Para pembaca yang budiman dan insya Allah selalu dirahmati oleh Allah. Pada novel pertamaku ini, saya akan mengangkat sebuah kisah, hubungan dua sejoli yang hari-harinya selalu ditimpa masalah. Mulai dari kehidupan keluarga masing-masing , pekerjaan sampai pada hubungan mereka. Namun pada akhirnya, hubungan mereka yang nyaris saja putus dan hancur menjadi bahagia. Bagaimana kisahnya??? Marilah para pembaca, membaca dan menyimak ceritanya. Insya Allah, yang membaca akan mendapatkan banyak sekali nilai moral.
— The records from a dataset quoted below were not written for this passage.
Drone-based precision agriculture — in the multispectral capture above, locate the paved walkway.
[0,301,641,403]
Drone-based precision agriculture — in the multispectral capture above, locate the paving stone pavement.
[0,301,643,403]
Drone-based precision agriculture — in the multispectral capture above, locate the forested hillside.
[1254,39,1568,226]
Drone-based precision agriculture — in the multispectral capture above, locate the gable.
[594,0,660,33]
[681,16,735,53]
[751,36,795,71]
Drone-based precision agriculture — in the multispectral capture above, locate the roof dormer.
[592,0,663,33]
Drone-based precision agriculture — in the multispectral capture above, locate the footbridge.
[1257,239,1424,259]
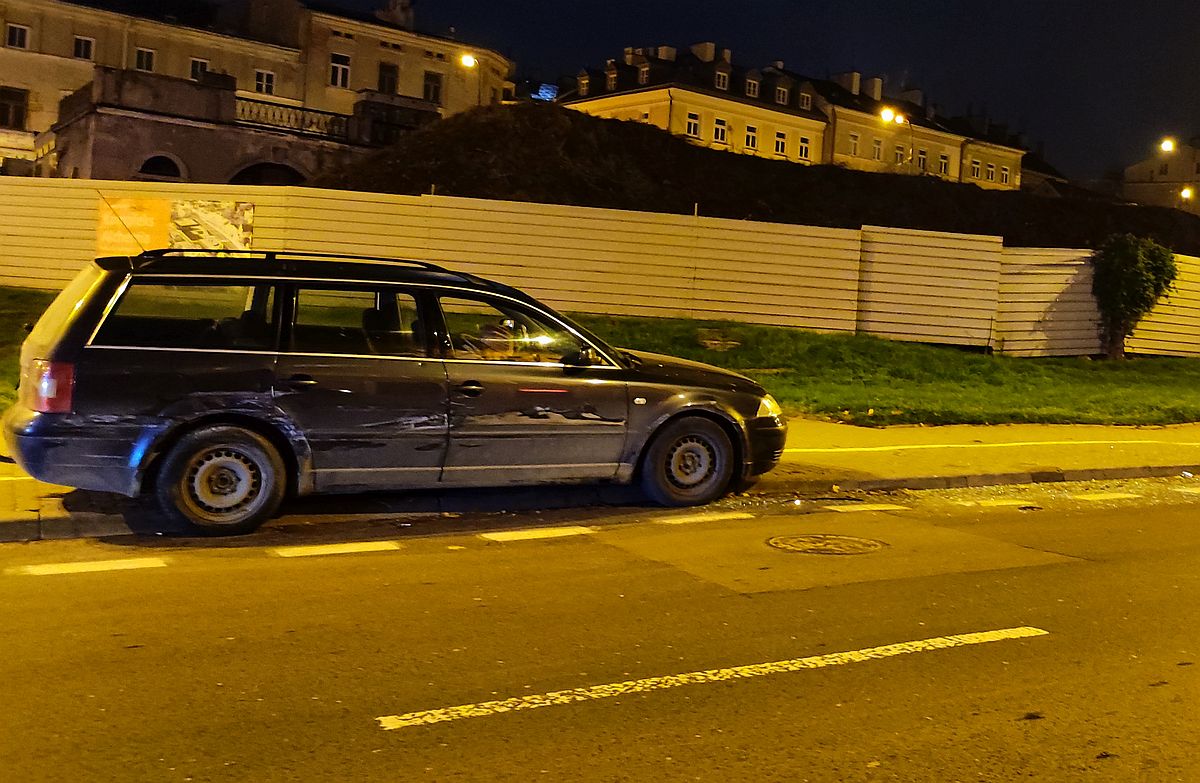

Sebagai penulis, saya mengucapkan banyak terima kasih pada seluruh pihak yang telah membantu sampai pembuatan novel ini selesai. Dalam cerita ini, sama sekali tidak ada keinginan untuk menyinggung perasaan siapapun.Cerita ini murni ciptaan dari penulis berdasarkan imajinasi yang dipadu dengan berbagai sumber inspirasi.
Selamat membaca.
- Episode 1
Pagi yang begitu dingin, angin bertiup sedemikian kencang sehingga embun dipepohonan berlalu meninggalkan daun-daunnya, bahkan sebagian besar daun-daun itu pun meninggalkan rantingnya begitu juga dengan ranting diapun pergi meninggalkan batangnya menuju ke permukaan bumi yang lebih rendah. Sesekali Bapak Muransa mengintip alam luar lewat jendela rumah mereka yang pun hampir jatuh oleh terpaan angin dipagi itu. Berkali-kali Pak Muransa melakukannya, kali ini dia mondar-mandir layaknya setrikaan yang tak kunjung licin. Disela jari telunjuk dan jari tengahnya terselip sebatang rokok tembakau yang baru saja dipilinnya. Mondar-mandir, mondar-mandir lagi, sambil mengerutkan kening lalu mengusap kepalanya, tempakau dihisam dalam-dalam lalu dihembuskan perlahan. Matanyapun mengikuti kepulan asap yang keluar dari mulutnya lalu meniup kepulan asap itu hingga menyebar. Entah apa yang dipikirkan...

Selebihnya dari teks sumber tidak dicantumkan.